The web was needed for research documentation, so yes, if you look at it from the HTML side it kinda is like a text editor.

The web is old

Time went by, people started using the internet more and we the developers needed to achieve more complex requirements, not just write documents.

People in charge of making the web move forward tried to come up with new features that would make building a site easier. These people aren't only browser vendors or organizations, but also developers like you.

For example, we needed a better way to pick up DOM elements and manipulate them, so jQuery was created. Later, browsers included native methods for this.

Moving forward

For the better or worse, this is the most common path the web growth goes: developers fill the gaps, and then a new native technology comes to fill it.

Right now, we are in the middle of a transition the web is making to become a more suitable environment for applications.
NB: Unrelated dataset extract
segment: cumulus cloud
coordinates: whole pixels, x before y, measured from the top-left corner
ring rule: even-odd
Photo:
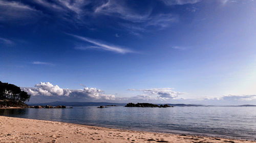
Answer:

I can't predict when this transition is going to be over, but I can assure you the web will suck less. Developing for the web always sucks less than a couple of years ago, no matter when you are reading this.

The web platform is always catching up, and that means it's always kinda late

But the truth is the web platform is always catching up, and that means it's always kinda late. It also means it is a dynamic environment in permanent growth.

I can envision a moment when we are going to be able to easily build complex applications on the client side and we will be complaining about the web being awful to build VR or AR experiences, or maybe not, who knows.

This last statement depends on the community, but also on browsers.

Fragmentation

Besides the web being created a long time ago, for different purposes and having a less standardized or more informal growth path it also suffers fragmentation.

There is absolutely no way you can consume an iOS app outside the Apple ecosystem, but it is possible to access the web from Apple, Google, Microsoft or other vendors' products.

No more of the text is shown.